Is Your Classroom The Teacher Show?
Your goal as a dance teacher is not to show that you can do it, rather to show the student that they can do it and how they can do it.
One of the greatest downfalls of teachers, especially new teachers, is a propensity to attach imparting knowledge with showing knowledge. I know it was one of my biggest challenges to overcome as a young teacher.
As a teacher it is important to show the students the desired outcome or movement so that they have an outline over which they can lay what they learn, so an initial showcase to provide the visualization of a successful outcome is useful. However, repeating this showcase, as an act of performance, is all too often for the teachers benefit and glory.
There is a distinction, often made, that great dancers do not equal great teachers.
The reason is that great dancers can show a student the movement, over and over again, with amazing precision. They are able to show the nuances physically that differentiate doing it the correct way from doing it the incorrect way. Yet they fail to mobilize the student to believe they are capable of performing the movement themselves.
The student may attempt to mimic the movement yet without the guidance of a skilled teacher, it is more or less the same as watching a YouTube video repeatedly. There is no student-teacher relationship, there is no interaction from which the process of inquiry is accelerated and guided.
The great teacher engages the student with exercises, examples, metaphors and visualizations to help the student discover their own process to acquire the movement. This accelerates the process of inquiry by providing constructive feedback for the student upon which they can build the next steps of their learning process.

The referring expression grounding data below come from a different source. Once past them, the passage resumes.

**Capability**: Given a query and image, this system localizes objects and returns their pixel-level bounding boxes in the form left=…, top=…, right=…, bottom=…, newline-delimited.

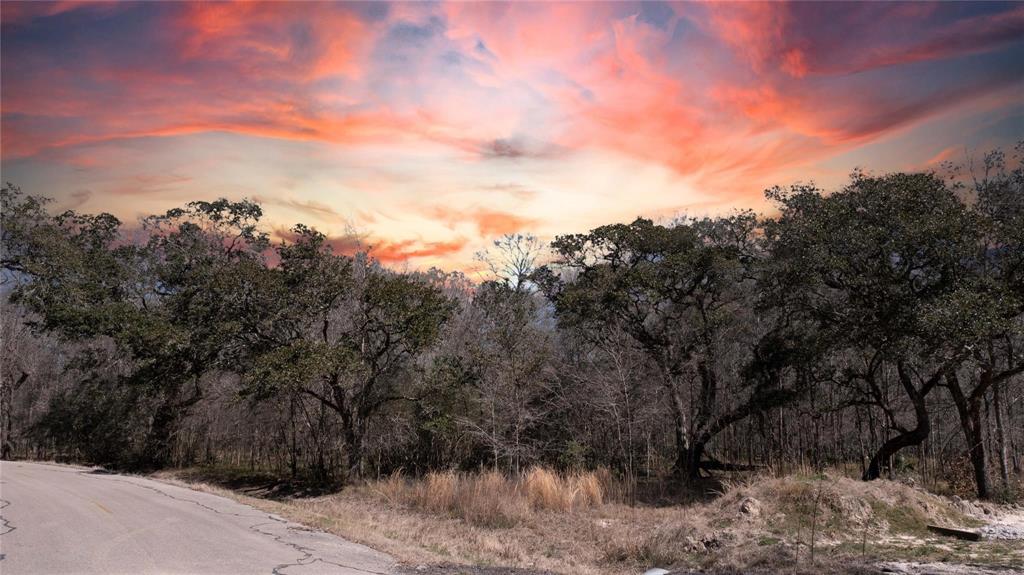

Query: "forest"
left=2, top=145, right=1022, bottom=503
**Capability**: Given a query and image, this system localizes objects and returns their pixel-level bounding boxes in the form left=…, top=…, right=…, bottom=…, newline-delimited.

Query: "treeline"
left=2, top=147, right=1022, bottom=501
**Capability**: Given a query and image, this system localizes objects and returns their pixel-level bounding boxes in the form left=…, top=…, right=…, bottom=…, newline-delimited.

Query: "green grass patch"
left=868, top=500, right=929, bottom=535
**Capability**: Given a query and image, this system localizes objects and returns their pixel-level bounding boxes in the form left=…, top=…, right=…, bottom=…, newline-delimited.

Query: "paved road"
left=0, top=461, right=396, bottom=574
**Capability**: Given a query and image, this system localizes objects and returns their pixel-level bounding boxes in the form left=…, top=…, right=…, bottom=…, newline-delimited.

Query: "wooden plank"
left=926, top=524, right=982, bottom=541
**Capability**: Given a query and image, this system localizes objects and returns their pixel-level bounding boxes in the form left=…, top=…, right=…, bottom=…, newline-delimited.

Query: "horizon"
left=2, top=1, right=1023, bottom=271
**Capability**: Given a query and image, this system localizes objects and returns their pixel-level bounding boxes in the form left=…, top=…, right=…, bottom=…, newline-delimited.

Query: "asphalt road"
left=0, top=460, right=396, bottom=574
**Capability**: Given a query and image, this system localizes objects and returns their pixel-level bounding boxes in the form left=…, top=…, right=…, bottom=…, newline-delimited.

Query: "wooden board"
left=926, top=524, right=982, bottom=541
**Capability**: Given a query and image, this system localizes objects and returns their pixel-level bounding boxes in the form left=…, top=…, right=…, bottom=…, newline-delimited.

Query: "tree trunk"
left=0, top=377, right=9, bottom=460
left=143, top=399, right=180, bottom=468
left=0, top=372, right=29, bottom=460
left=965, top=407, right=990, bottom=499
left=945, top=371, right=991, bottom=500
left=863, top=362, right=934, bottom=481
left=341, top=410, right=365, bottom=481
left=685, top=441, right=706, bottom=480
left=665, top=380, right=690, bottom=478
left=993, top=384, right=1010, bottom=489
left=863, top=418, right=929, bottom=480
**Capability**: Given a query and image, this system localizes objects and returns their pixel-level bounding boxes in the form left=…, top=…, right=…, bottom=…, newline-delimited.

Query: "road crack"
left=0, top=498, right=15, bottom=537
left=249, top=520, right=388, bottom=575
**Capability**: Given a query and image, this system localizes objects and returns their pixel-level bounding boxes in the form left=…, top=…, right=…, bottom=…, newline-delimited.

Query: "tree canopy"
left=2, top=145, right=1023, bottom=499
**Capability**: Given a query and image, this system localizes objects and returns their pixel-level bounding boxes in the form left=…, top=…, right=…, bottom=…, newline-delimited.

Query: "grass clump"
left=372, top=466, right=609, bottom=527
left=523, top=467, right=604, bottom=511
left=376, top=469, right=529, bottom=527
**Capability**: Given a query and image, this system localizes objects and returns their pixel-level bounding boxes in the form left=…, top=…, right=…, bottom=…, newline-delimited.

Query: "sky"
left=2, top=1, right=1023, bottom=271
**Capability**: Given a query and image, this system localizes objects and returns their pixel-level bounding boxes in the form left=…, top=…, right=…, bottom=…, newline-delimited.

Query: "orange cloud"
left=3, top=106, right=452, bottom=160
left=370, top=238, right=468, bottom=263
left=274, top=226, right=467, bottom=265
left=925, top=146, right=963, bottom=167
left=430, top=206, right=540, bottom=237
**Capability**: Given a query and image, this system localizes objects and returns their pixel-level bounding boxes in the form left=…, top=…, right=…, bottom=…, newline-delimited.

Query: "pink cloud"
left=852, top=5, right=1024, bottom=73
left=697, top=2, right=1024, bottom=78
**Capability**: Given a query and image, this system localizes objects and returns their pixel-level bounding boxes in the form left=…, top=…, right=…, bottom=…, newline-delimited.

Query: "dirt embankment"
left=694, top=475, right=1022, bottom=573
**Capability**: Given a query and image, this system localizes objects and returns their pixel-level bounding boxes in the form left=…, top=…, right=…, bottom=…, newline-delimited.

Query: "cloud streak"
left=274, top=226, right=468, bottom=264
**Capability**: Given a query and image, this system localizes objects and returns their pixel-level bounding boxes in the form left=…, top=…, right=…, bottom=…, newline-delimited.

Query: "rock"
left=878, top=562, right=1014, bottom=574
left=683, top=535, right=701, bottom=552
left=684, top=533, right=723, bottom=553
left=739, top=496, right=761, bottom=517
left=979, top=523, right=1024, bottom=540
left=699, top=534, right=722, bottom=550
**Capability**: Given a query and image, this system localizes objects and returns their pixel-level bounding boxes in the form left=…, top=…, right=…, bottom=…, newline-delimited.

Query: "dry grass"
left=372, top=467, right=608, bottom=527
left=523, top=467, right=604, bottom=511
left=156, top=467, right=1023, bottom=575
left=375, top=469, right=529, bottom=528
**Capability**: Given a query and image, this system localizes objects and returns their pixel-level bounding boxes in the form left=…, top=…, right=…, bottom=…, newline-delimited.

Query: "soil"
left=397, top=565, right=559, bottom=575
left=877, top=562, right=1024, bottom=574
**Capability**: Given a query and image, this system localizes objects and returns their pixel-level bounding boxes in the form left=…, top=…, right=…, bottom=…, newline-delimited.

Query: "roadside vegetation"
left=2, top=143, right=1024, bottom=572
left=158, top=465, right=1020, bottom=574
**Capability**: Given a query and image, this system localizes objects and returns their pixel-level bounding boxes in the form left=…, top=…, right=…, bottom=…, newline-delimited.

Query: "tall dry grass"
left=372, top=466, right=614, bottom=527
left=523, top=467, right=604, bottom=511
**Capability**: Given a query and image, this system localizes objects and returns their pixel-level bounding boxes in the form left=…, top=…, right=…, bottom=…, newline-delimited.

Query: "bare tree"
left=475, top=233, right=545, bottom=293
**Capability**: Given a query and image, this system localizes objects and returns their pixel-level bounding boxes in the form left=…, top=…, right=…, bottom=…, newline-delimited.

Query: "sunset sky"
left=2, top=1, right=1023, bottom=271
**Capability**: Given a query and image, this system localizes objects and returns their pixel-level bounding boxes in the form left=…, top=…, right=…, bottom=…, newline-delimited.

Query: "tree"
left=935, top=147, right=1024, bottom=498
left=556, top=325, right=661, bottom=480
left=131, top=199, right=271, bottom=465
left=3, top=147, right=1022, bottom=496
left=459, top=281, right=555, bottom=473
left=243, top=228, right=456, bottom=479
left=1, top=188, right=272, bottom=467
left=0, top=306, right=46, bottom=459
left=537, top=214, right=796, bottom=479
left=764, top=172, right=978, bottom=482
left=476, top=233, right=545, bottom=293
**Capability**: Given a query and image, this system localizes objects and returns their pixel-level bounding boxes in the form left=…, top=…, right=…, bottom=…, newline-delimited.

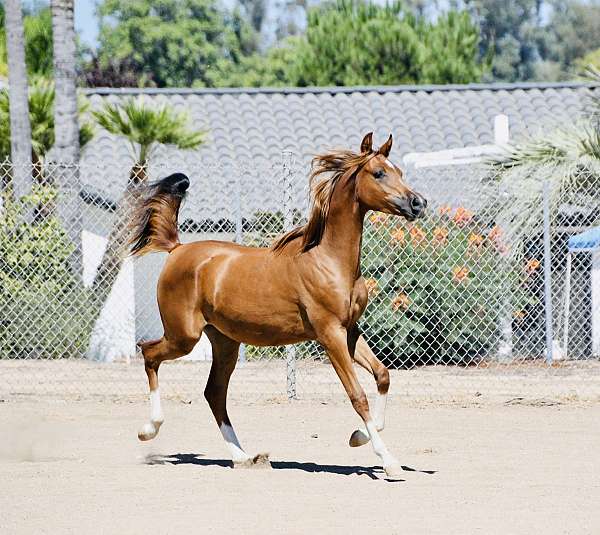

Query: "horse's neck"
left=318, top=177, right=365, bottom=279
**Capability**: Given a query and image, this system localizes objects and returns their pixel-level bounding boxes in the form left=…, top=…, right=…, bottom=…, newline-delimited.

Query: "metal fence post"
left=543, top=180, right=554, bottom=364
left=234, top=169, right=246, bottom=365
left=282, top=152, right=297, bottom=399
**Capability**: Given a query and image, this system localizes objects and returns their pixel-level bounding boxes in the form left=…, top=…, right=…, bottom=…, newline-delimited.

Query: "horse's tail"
left=128, top=173, right=190, bottom=257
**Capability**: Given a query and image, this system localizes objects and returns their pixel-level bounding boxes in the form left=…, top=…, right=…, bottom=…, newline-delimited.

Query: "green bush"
left=238, top=206, right=535, bottom=366
left=360, top=207, right=533, bottom=367
left=0, top=187, right=95, bottom=358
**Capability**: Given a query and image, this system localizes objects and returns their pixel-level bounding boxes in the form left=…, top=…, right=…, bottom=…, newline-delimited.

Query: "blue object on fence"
left=567, top=227, right=600, bottom=251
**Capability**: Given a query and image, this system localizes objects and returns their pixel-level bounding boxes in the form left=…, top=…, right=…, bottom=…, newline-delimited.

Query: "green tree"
left=542, top=0, right=600, bottom=79
left=464, top=0, right=600, bottom=81
left=0, top=79, right=94, bottom=163
left=575, top=48, right=600, bottom=75
left=95, top=0, right=259, bottom=87
left=211, top=37, right=300, bottom=87
left=0, top=3, right=7, bottom=77
left=0, top=4, right=53, bottom=78
left=464, top=0, right=546, bottom=82
left=269, top=0, right=486, bottom=87
left=24, top=6, right=53, bottom=76
left=90, top=98, right=205, bottom=322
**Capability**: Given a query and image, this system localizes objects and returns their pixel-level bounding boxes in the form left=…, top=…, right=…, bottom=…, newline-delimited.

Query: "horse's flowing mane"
left=271, top=149, right=374, bottom=254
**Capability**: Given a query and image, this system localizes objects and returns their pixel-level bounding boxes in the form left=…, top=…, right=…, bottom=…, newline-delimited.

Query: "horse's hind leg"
left=137, top=311, right=205, bottom=441
left=349, top=333, right=390, bottom=447
left=204, top=326, right=269, bottom=467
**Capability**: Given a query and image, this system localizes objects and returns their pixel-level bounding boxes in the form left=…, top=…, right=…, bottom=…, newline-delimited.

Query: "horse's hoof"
left=349, top=429, right=370, bottom=447
left=384, top=463, right=404, bottom=478
left=233, top=453, right=271, bottom=469
left=138, top=421, right=161, bottom=441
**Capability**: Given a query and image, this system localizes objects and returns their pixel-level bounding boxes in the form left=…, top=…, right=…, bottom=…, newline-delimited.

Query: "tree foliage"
left=0, top=4, right=53, bottom=78
left=95, top=0, right=259, bottom=87
left=92, top=97, right=206, bottom=163
left=0, top=78, right=94, bottom=161
left=0, top=185, right=94, bottom=359
left=464, top=0, right=600, bottom=82
left=284, top=0, right=486, bottom=86
left=227, top=0, right=488, bottom=87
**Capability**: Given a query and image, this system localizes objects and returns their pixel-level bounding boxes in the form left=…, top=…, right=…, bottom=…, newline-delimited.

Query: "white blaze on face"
left=220, top=423, right=251, bottom=463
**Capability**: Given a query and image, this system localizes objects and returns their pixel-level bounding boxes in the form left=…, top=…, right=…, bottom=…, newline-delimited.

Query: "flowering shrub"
left=0, top=187, right=94, bottom=358
left=360, top=206, right=532, bottom=367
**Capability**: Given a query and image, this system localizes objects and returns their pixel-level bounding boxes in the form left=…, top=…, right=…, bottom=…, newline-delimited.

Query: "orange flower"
left=369, top=213, right=388, bottom=226
left=409, top=225, right=426, bottom=246
left=525, top=258, right=541, bottom=274
left=488, top=225, right=508, bottom=254
left=467, top=232, right=485, bottom=251
left=488, top=225, right=503, bottom=242
left=513, top=310, right=526, bottom=320
left=452, top=266, right=470, bottom=283
left=390, top=227, right=406, bottom=245
left=438, top=205, right=452, bottom=217
left=364, top=278, right=379, bottom=298
left=432, top=226, right=448, bottom=246
left=453, top=206, right=474, bottom=226
left=392, top=292, right=410, bottom=312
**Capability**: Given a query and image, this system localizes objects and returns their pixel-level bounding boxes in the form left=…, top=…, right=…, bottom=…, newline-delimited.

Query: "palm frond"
left=580, top=126, right=600, bottom=161
left=92, top=98, right=206, bottom=162
left=0, top=78, right=95, bottom=160
left=485, top=121, right=600, bottom=251
left=487, top=125, right=599, bottom=170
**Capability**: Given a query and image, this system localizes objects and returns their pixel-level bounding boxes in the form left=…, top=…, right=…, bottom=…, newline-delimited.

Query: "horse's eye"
left=373, top=169, right=385, bottom=179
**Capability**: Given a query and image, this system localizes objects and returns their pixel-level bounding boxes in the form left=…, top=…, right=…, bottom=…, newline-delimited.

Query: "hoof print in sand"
left=233, top=453, right=271, bottom=469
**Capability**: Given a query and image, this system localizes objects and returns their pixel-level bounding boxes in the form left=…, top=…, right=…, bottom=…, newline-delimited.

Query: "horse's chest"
left=348, top=279, right=368, bottom=325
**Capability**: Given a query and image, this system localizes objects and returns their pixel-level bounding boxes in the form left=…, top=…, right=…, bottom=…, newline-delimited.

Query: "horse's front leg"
left=348, top=333, right=390, bottom=447
left=320, top=325, right=402, bottom=478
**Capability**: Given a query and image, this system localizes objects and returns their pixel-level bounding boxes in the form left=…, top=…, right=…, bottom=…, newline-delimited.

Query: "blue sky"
left=74, top=0, right=99, bottom=48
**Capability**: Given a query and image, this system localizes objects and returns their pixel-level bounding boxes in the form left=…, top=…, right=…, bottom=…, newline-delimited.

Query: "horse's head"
left=355, top=132, right=427, bottom=221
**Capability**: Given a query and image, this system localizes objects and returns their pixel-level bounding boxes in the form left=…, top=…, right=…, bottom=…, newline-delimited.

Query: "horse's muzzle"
left=391, top=193, right=427, bottom=220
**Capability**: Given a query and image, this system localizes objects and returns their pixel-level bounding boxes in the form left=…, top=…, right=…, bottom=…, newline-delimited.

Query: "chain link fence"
left=1, top=156, right=599, bottom=402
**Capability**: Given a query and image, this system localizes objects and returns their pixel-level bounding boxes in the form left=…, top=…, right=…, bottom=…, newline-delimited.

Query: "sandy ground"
left=3, top=358, right=600, bottom=403
left=1, top=398, right=599, bottom=535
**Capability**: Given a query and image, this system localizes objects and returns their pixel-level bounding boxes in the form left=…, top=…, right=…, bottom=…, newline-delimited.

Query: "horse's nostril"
left=410, top=195, right=425, bottom=212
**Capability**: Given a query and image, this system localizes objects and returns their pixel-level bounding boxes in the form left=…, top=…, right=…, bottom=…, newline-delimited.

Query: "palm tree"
left=0, top=79, right=94, bottom=219
left=51, top=0, right=83, bottom=276
left=91, top=98, right=206, bottom=302
left=0, top=79, right=94, bottom=163
left=487, top=69, right=600, bottom=241
left=4, top=0, right=32, bottom=200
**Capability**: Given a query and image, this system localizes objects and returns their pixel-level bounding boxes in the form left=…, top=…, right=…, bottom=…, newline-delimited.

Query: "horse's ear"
left=378, top=134, right=393, bottom=157
left=360, top=132, right=373, bottom=153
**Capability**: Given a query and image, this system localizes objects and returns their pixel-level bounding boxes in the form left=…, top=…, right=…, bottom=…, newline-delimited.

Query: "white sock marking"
left=374, top=392, right=387, bottom=430
left=350, top=392, right=388, bottom=446
left=366, top=420, right=398, bottom=468
left=150, top=389, right=164, bottom=424
left=138, top=388, right=164, bottom=441
left=220, top=423, right=251, bottom=463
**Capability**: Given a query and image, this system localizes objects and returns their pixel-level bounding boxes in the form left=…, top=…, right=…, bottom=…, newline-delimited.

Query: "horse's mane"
left=271, top=149, right=374, bottom=254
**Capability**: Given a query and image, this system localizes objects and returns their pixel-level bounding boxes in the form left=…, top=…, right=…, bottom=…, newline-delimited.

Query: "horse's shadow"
left=144, top=453, right=436, bottom=482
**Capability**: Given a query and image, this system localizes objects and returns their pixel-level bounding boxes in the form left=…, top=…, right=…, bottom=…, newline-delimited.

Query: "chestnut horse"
left=129, top=133, right=426, bottom=477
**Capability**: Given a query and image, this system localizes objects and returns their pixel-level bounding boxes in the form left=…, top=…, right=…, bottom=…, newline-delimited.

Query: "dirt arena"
left=2, top=385, right=599, bottom=534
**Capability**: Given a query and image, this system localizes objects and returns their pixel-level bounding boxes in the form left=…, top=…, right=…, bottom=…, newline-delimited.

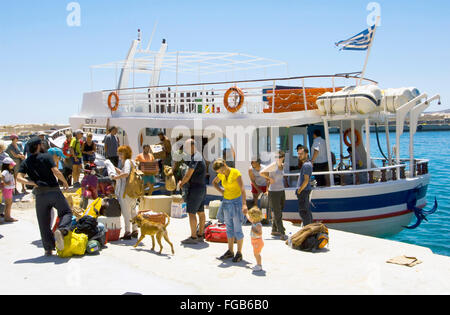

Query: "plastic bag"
left=56, top=231, right=89, bottom=258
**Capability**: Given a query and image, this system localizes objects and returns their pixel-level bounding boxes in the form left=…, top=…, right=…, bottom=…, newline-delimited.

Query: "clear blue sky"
left=1, top=0, right=449, bottom=125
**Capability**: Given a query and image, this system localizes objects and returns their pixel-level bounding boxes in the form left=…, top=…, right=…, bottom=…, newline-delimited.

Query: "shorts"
left=186, top=186, right=206, bottom=214
left=251, top=184, right=267, bottom=195
left=251, top=238, right=264, bottom=255
left=71, top=157, right=82, bottom=165
left=2, top=188, right=13, bottom=200
left=143, top=175, right=156, bottom=185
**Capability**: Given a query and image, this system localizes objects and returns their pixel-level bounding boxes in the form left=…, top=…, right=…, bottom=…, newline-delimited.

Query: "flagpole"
left=358, top=16, right=380, bottom=86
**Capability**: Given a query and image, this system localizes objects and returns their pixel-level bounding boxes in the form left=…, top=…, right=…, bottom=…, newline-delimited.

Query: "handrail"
left=102, top=73, right=378, bottom=93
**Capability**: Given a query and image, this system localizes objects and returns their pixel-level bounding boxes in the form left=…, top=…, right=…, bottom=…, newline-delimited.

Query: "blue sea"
left=325, top=130, right=450, bottom=257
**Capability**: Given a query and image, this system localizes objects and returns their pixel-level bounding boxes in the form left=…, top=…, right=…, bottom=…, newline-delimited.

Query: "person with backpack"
left=111, top=145, right=138, bottom=240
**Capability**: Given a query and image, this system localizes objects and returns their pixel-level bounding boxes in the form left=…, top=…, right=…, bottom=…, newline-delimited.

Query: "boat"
left=55, top=31, right=440, bottom=238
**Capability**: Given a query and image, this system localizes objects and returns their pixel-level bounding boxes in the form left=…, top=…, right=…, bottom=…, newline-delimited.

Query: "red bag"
left=204, top=223, right=228, bottom=243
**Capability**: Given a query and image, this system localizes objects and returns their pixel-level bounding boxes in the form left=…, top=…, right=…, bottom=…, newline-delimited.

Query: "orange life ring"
left=108, top=92, right=119, bottom=112
left=343, top=128, right=362, bottom=147
left=223, top=87, right=244, bottom=113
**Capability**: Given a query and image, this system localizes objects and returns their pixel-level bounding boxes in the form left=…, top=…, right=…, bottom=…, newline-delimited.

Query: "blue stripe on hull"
left=205, top=185, right=428, bottom=214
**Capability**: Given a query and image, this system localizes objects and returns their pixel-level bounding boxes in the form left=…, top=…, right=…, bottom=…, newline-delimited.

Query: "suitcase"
left=204, top=223, right=228, bottom=243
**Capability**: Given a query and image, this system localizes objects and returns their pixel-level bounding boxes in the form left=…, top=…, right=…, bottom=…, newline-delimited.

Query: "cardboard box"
left=171, top=202, right=187, bottom=218
left=139, top=195, right=173, bottom=216
left=150, top=144, right=165, bottom=160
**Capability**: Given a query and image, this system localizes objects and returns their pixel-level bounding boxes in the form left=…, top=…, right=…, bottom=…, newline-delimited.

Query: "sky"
left=1, top=0, right=449, bottom=125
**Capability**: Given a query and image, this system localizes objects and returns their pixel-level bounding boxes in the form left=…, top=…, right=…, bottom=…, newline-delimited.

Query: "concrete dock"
left=1, top=198, right=450, bottom=295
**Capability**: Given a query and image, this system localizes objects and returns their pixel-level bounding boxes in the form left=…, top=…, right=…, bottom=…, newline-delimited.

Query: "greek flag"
left=336, top=25, right=376, bottom=51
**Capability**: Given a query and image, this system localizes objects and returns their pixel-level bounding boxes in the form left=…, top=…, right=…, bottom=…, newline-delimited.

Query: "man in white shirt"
left=310, top=129, right=329, bottom=186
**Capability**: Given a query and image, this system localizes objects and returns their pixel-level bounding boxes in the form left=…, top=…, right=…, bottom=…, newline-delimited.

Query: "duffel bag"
left=204, top=223, right=228, bottom=243
left=56, top=231, right=89, bottom=258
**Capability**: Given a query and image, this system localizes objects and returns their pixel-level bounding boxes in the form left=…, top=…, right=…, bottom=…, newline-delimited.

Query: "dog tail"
left=164, top=213, right=170, bottom=228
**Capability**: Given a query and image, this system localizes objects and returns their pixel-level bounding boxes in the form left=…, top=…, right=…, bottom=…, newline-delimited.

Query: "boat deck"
left=1, top=199, right=449, bottom=295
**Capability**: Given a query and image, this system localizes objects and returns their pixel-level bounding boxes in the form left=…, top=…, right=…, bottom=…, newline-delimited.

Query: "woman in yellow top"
left=212, top=158, right=248, bottom=263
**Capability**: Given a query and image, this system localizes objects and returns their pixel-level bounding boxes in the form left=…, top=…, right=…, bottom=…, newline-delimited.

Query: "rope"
left=374, top=123, right=388, bottom=160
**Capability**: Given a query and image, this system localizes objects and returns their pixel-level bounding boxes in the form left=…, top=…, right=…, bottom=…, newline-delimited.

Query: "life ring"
left=108, top=92, right=119, bottom=112
left=343, top=128, right=362, bottom=147
left=223, top=87, right=244, bottom=113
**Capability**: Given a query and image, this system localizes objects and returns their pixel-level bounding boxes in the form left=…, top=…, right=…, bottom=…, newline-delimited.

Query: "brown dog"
left=163, top=165, right=176, bottom=192
left=130, top=213, right=174, bottom=255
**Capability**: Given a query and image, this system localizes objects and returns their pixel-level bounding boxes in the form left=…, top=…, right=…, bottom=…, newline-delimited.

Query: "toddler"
left=246, top=206, right=264, bottom=271
left=1, top=158, right=18, bottom=222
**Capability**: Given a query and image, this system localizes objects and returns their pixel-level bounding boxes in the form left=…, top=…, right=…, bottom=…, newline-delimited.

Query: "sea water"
left=326, top=130, right=450, bottom=257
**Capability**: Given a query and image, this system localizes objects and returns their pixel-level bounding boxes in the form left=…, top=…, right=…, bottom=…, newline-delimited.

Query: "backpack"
left=290, top=223, right=329, bottom=252
left=103, top=197, right=121, bottom=217
left=204, top=223, right=228, bottom=243
left=74, top=216, right=99, bottom=240
left=124, top=162, right=144, bottom=199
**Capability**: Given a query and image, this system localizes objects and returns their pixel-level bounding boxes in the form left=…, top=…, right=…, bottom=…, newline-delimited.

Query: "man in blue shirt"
left=296, top=145, right=313, bottom=226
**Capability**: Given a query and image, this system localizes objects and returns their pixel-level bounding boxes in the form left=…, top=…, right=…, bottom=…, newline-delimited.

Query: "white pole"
left=323, top=119, right=334, bottom=186
left=365, top=118, right=371, bottom=170
left=351, top=120, right=356, bottom=184
left=358, top=16, right=380, bottom=86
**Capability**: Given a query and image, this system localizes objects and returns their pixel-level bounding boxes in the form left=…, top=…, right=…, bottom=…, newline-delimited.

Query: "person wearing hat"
left=6, top=134, right=26, bottom=194
left=16, top=137, right=73, bottom=256
left=1, top=157, right=18, bottom=222
left=38, top=131, right=50, bottom=153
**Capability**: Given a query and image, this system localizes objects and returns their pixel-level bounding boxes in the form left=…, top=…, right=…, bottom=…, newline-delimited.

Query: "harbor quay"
left=1, top=199, right=449, bottom=295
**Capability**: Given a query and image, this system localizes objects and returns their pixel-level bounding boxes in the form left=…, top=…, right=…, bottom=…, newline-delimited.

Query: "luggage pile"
left=287, top=223, right=329, bottom=252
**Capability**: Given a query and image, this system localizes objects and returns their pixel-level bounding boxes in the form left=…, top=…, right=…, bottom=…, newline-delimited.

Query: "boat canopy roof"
left=91, top=50, right=287, bottom=76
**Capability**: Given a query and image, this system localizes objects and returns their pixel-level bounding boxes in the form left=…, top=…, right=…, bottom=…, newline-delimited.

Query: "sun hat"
left=48, top=147, right=67, bottom=159
left=38, top=131, right=46, bottom=136
left=10, top=134, right=18, bottom=140
left=2, top=157, right=16, bottom=167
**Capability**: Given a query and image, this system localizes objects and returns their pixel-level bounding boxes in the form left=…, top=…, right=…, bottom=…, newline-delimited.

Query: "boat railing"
left=103, top=73, right=377, bottom=115
left=49, top=127, right=72, bottom=141
left=284, top=158, right=429, bottom=187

For great teachers, it is about the students learning process over and above all else.
The classroom is not the domain of the teacher but of the student.
To make the classroom the domain of the teacher’s needs is to prioritize the ego of the instructor. If the ego of the instructor is the priority then the classroom becomes a stage for the instructor to show off. It becomes The Teacher Show.
To make the classroom the domain of the student’s learning is to prioritize the relationship of guidance and feedback. It empowers the relationship and the student while placing the ego of the teacher out of the equation. This empowerment places the learning process in the hands of the student. It becomes a Learning Show.
Is your classroom a Learning Show or The Teacher Show?